Afrique du sud : Voyage, Tourisme, Découverte
L'Afrique du Sud (appelée autrefois l'Union sud-africaine) est une république située à la pointe sud de l'Afrique. Elle est entourée au nord de la Namibie, du Botswana et du Zimbabwe, au nord-est par le Mozambique et le Swaziland. Le Lesotho est enclavé.

L'Afrique du Sud a eu une évolution très différente des autres pays africains pour deux raisons : elle a reçu une émigration européenne plus importante que les autres et elle recèle des richesses minières qui l'ont rendue très importante pour les Occidentaux, particulièrement durant la guerre froide. La première raison a fait d'elle une nation aux phénotypes très variés. Elle a les plus grandes populations dite « colorées », blanches et indiennes de l'Afrique. La population noire compte pour 75% de la population totale.
L'économie de l'Afrique du Sud est une des plus développées du continent et profite d'infrastructures modernes couvrant tout le pays.

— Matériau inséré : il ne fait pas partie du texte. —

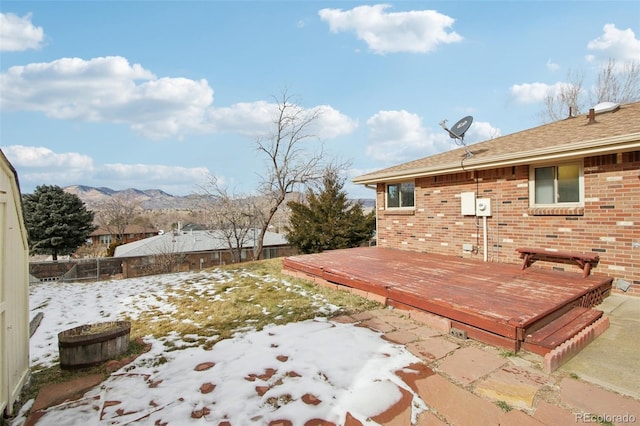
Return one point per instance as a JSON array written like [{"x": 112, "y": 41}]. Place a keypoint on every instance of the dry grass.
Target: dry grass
[{"x": 251, "y": 296}]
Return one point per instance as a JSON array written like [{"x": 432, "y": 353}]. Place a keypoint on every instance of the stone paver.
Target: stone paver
[
  {"x": 57, "y": 393},
  {"x": 458, "y": 406},
  {"x": 423, "y": 332},
  {"x": 461, "y": 384},
  {"x": 432, "y": 348},
  {"x": 469, "y": 364},
  {"x": 378, "y": 325},
  {"x": 516, "y": 386},
  {"x": 549, "y": 414},
  {"x": 401, "y": 337}
]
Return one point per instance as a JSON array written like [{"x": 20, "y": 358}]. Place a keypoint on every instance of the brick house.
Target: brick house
[
  {"x": 192, "y": 250},
  {"x": 572, "y": 185},
  {"x": 103, "y": 236}
]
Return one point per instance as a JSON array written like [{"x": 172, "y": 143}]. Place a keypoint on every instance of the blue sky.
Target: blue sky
[{"x": 166, "y": 94}]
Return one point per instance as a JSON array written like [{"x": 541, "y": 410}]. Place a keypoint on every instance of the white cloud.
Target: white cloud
[
  {"x": 17, "y": 34},
  {"x": 108, "y": 89},
  {"x": 399, "y": 136},
  {"x": 152, "y": 175},
  {"x": 418, "y": 31},
  {"x": 332, "y": 123},
  {"x": 39, "y": 165},
  {"x": 620, "y": 45},
  {"x": 44, "y": 158},
  {"x": 111, "y": 90},
  {"x": 528, "y": 93}
]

L'Afrique du Sud est parfois appelée « nation arc-en-ciel », notion inventée par l'archevêque Desmond Tutu et sur laquelle Nelson Mandela a beaucoup élaboré. Il s'agit de mettre en contraste la diversité de la nouvelle nation sud-africaine, par rapport à l'idéologie séparationniste de l'Apartheid.
Politique
Le gouvernement sud-africain est parlementaire, mais les fonctions de chef du gouvernement et de chef de l'État se confondent sous le titre de Président de la République d'Afrique du Sud.
Le président est élu à une session conjointe du Parlement bicaméral, composé de l'Assemblée nationale et du Conseil national des Provinces (NCoP).
Les 400 membres de l'Assemblée nationale sont élus par scrutin proportionnel. Le NCoP, qui a remplacé le Sénat en 1997, est composé de 90 membres représentant les neuf provinces et les métropoles.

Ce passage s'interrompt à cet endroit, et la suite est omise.